Santa Maria Refining Company, Santa Maria, California, was also put on probation for three years for violating the Safe Drinking Water Act.

Three employees have also pleaded guilty to making false statements to the US Environmental Protection Agency (EPA) in connection with the case.

They are facing sentence of up to five years in jail.

EPA and Department for Justice investigators found the company, a subsidiary of Greka Energy Corporation, had disposed of contaminated wastewater in wells putting groundwater supplies at risk.

The wastewater contained benzene, which can cause cancer, anaemia, heavy bleeding and harm the immune system.

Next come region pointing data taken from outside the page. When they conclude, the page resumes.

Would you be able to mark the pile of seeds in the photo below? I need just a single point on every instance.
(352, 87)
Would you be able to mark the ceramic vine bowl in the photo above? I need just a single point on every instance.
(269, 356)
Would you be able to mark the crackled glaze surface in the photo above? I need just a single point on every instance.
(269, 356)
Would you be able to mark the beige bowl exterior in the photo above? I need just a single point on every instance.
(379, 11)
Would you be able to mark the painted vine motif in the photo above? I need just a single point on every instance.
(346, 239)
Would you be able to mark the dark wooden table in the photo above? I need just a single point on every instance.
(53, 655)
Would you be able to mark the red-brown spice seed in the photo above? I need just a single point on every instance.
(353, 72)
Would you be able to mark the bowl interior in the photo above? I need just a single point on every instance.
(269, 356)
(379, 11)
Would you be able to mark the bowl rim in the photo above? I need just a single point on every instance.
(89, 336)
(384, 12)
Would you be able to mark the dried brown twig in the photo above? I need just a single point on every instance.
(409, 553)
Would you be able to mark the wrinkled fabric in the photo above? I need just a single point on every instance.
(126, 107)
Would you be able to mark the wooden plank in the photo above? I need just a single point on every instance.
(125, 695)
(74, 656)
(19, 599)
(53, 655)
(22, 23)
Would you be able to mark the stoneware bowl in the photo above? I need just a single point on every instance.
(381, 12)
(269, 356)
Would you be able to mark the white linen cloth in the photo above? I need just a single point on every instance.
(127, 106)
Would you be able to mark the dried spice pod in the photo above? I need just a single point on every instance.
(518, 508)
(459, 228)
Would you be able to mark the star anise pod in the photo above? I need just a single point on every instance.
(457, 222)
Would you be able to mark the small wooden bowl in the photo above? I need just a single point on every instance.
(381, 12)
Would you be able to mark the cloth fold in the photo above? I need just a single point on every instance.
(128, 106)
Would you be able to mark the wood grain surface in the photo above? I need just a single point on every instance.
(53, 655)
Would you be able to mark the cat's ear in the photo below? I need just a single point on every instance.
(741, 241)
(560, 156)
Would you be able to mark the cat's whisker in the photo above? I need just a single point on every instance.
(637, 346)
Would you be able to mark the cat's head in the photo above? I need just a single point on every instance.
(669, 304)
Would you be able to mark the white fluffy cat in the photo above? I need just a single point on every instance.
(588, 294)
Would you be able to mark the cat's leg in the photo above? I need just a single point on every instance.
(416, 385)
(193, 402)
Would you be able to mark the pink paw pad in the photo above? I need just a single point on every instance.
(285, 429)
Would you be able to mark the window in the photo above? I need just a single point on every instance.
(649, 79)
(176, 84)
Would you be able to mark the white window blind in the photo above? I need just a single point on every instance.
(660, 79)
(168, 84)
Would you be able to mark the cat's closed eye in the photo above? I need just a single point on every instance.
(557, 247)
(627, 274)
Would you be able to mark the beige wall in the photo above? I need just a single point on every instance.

The company pleaded guilty in April and was ordered to put half the $1 million penalty towards the Los Padres National Forest Restoration Project by a district court in California.

It was also sentenced for making false statements to the EPA and ordered to pay the agency $15,500.

And it must submit to an independently audited environmental compliance programme.

The EPA has been investigating allegations Greka officials knowingly and routinely discharged oil refinery waste into the underground “injection wells” since April 2004

The wells are only meant to be used to dispose of brine – used to separate crude oil during the refining process.

Last June it fined Greka’s Santa Maria facility $127,500 for unauthorized disposal. The refinery is at the smaller end of the scale.

Figures from last year show it has a capacity of some 9,500 barrels of crude oil a day compared to others under the Chevron and BP banners with capacities of around 250,000.

California’s refineries process a total of about two million barrels of petroleum a day.